The study was conducted from 1 November 2001 through 30 August 2002 at 2 primary health care clinics in 2 Jewish and Bedouin towns in southern Israel. Additional samples were obtained from the Pediatric Emergency Room of the Soroka University Medical Center (Beer-Sheva, Israel). The study was approved by the Soroka University Medical Center Ethics Committee. During the study period, no pneumococcal conjugated vaccine was licensed in Israel; thus, none of the participants were vaccinated.

Study population. Children aged 1–59 months and their mothers were enrolled. Children were brought to the primary care clinics or to the pediatric emergency department at the Soroka University Medical Center either because of acute illness or for regular examination by the primary pediatrician. An informed consent statement was signed by all mothers. Children or mothers with severe respiratory problems (such as an acute asthma attack), chronic illness (e.g., malignancies), bleeding disturbances, or anatomical abnormalities of the mouth or nose (e.g., cleft palate) were excluded from the study. In addition, all children receiving antibiotic treatment during the 3 days before enrollment were also excluded.
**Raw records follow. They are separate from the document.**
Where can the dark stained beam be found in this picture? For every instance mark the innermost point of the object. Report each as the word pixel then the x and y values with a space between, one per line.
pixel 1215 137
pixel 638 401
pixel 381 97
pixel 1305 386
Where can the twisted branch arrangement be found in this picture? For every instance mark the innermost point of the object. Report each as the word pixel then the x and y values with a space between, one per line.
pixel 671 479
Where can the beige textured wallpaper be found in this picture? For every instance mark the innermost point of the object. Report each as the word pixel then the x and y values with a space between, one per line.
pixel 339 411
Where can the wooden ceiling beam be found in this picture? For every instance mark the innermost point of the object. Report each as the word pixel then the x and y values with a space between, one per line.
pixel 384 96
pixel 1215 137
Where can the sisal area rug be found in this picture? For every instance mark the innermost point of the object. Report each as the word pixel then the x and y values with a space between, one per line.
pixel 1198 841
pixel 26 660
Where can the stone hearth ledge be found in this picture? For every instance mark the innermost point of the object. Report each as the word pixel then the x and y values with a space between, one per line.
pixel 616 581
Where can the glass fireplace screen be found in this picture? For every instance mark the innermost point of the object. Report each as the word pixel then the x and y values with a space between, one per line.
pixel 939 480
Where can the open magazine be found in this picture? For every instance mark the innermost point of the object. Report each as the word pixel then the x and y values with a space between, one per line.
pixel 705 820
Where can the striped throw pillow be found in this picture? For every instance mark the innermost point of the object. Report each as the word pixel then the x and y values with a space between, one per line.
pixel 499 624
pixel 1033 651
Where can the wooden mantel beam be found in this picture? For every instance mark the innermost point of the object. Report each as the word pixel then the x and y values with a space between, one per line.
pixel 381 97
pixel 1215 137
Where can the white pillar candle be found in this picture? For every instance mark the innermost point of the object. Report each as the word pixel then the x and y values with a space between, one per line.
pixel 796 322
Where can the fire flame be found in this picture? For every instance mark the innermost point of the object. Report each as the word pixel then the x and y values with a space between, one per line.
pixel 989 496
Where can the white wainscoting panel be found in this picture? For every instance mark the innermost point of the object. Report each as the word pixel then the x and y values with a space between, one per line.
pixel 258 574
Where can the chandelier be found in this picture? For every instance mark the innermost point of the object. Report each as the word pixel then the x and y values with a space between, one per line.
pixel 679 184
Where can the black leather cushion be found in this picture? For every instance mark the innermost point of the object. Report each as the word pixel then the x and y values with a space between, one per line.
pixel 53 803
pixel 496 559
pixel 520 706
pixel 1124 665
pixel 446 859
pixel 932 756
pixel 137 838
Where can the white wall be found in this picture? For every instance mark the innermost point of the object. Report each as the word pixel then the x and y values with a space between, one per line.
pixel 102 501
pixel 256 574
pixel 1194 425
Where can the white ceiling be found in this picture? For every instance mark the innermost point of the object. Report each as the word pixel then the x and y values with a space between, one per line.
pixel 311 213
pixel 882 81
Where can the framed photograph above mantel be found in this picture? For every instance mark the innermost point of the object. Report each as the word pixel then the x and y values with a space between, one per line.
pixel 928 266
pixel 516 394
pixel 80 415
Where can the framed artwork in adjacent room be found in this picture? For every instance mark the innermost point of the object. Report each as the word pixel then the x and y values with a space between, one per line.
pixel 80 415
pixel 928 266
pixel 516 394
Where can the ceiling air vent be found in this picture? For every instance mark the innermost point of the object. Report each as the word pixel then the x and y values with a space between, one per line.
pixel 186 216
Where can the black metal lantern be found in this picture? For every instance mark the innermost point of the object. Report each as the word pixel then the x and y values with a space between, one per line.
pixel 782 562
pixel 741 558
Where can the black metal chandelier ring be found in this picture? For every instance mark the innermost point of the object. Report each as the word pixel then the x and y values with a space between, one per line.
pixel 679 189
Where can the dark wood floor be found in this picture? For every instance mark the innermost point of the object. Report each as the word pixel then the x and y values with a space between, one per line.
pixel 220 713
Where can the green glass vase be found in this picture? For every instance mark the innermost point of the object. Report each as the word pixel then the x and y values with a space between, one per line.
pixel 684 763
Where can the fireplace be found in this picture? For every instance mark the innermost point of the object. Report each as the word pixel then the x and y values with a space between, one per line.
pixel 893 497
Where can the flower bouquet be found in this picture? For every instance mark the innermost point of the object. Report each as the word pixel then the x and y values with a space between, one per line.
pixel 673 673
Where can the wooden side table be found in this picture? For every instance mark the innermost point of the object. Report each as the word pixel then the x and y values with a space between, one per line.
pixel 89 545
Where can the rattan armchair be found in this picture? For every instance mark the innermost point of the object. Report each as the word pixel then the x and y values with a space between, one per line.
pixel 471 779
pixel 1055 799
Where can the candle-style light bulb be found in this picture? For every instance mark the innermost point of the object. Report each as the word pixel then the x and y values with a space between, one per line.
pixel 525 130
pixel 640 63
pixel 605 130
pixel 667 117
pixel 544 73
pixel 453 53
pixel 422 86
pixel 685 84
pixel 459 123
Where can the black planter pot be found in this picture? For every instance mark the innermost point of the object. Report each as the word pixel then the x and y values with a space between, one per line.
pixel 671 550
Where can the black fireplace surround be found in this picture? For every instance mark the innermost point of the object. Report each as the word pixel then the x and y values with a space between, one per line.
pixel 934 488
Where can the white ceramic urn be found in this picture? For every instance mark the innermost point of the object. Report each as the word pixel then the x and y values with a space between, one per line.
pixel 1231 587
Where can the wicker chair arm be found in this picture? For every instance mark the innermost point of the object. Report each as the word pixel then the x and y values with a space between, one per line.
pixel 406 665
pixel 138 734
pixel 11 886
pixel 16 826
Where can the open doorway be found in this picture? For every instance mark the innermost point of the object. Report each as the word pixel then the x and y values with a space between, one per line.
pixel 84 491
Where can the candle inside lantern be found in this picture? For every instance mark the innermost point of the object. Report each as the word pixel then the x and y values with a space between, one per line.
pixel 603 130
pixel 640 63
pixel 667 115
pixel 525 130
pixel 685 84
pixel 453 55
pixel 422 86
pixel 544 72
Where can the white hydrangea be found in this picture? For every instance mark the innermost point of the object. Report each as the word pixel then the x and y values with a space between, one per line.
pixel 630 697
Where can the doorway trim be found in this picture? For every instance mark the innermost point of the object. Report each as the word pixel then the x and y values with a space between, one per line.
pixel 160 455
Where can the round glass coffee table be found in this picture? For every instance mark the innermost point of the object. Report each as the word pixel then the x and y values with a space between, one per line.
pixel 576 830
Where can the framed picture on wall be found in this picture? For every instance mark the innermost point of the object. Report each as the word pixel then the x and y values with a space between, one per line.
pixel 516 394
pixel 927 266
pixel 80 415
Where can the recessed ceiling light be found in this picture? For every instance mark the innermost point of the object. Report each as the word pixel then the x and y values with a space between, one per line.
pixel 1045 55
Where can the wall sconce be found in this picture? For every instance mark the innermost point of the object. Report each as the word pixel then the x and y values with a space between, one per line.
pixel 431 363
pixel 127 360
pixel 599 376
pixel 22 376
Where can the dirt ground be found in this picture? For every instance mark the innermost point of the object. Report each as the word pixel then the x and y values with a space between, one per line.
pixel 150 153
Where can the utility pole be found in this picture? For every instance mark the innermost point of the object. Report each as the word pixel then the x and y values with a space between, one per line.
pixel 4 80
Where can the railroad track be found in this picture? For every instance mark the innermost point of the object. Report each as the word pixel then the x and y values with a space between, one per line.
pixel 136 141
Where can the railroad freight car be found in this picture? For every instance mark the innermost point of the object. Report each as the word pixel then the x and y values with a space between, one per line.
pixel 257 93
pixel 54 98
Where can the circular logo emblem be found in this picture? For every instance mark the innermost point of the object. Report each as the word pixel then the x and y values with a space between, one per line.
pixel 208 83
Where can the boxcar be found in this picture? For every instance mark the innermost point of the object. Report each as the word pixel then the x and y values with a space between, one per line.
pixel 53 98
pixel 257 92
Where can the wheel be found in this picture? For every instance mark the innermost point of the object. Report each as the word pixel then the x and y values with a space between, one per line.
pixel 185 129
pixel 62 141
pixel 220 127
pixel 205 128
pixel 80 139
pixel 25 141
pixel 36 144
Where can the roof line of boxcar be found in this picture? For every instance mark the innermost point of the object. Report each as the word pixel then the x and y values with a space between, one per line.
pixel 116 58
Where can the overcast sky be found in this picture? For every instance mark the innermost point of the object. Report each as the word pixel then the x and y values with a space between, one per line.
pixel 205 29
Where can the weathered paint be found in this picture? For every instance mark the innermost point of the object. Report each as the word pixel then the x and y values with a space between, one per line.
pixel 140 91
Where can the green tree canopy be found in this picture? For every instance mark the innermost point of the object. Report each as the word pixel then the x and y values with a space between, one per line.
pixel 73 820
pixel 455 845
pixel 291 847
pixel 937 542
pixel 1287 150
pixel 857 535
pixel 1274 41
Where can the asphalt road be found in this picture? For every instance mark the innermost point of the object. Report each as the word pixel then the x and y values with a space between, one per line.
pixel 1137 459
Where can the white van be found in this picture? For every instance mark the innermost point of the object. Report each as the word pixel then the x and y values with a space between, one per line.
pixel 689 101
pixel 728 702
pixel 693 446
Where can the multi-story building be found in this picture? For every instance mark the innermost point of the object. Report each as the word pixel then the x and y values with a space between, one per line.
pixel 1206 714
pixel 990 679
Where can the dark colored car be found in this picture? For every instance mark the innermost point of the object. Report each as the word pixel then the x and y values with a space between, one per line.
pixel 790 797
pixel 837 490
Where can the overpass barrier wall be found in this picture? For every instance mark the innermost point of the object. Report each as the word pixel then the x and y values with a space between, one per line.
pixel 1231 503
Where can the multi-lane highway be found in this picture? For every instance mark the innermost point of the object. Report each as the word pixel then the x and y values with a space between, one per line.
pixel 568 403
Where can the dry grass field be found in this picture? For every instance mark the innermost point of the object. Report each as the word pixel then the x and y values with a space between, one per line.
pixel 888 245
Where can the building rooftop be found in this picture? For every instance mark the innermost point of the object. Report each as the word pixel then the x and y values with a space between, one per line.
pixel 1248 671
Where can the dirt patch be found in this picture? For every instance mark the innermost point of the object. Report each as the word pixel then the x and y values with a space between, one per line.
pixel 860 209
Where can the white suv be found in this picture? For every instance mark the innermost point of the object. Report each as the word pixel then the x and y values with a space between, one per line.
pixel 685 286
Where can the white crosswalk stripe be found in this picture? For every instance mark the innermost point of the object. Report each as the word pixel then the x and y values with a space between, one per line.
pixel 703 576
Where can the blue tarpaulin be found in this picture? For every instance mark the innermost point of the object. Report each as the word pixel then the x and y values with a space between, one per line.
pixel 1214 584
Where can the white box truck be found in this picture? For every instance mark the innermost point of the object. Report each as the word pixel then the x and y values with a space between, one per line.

Samples were obtained from only 1 child per family, and each child's mother was also enrolled. All mothers were healthy at enrollment, and no subjects had chronic lung disease diagnosed.

Data collection. A structured interview was conducted to document the subject's demographic characteristics (e.g., age, sex, and ethnic origin), health status, day care center attendance, antibiotic use in the month before enrollment, number of siblings, breast-feeding (of the child), concurrent illness (defined as temperature of >38°C, acute otitis media, and/or respiratory illness), smoking exposure, and medical history. Only exposure to parental smoking was recorded, because parents were considered to be the closest individuals caring for the child. Smokers other than the parents (e.g., grandmothers, grandfathers, or siblings) were noted for 18 families. However, the only smoker in the family was not a parent for only 7 children. We could not evaluate the level of exposure to these family members and decided to exclude these 7 cases. Exposure to smoke other than tobacco smoke was not recorded.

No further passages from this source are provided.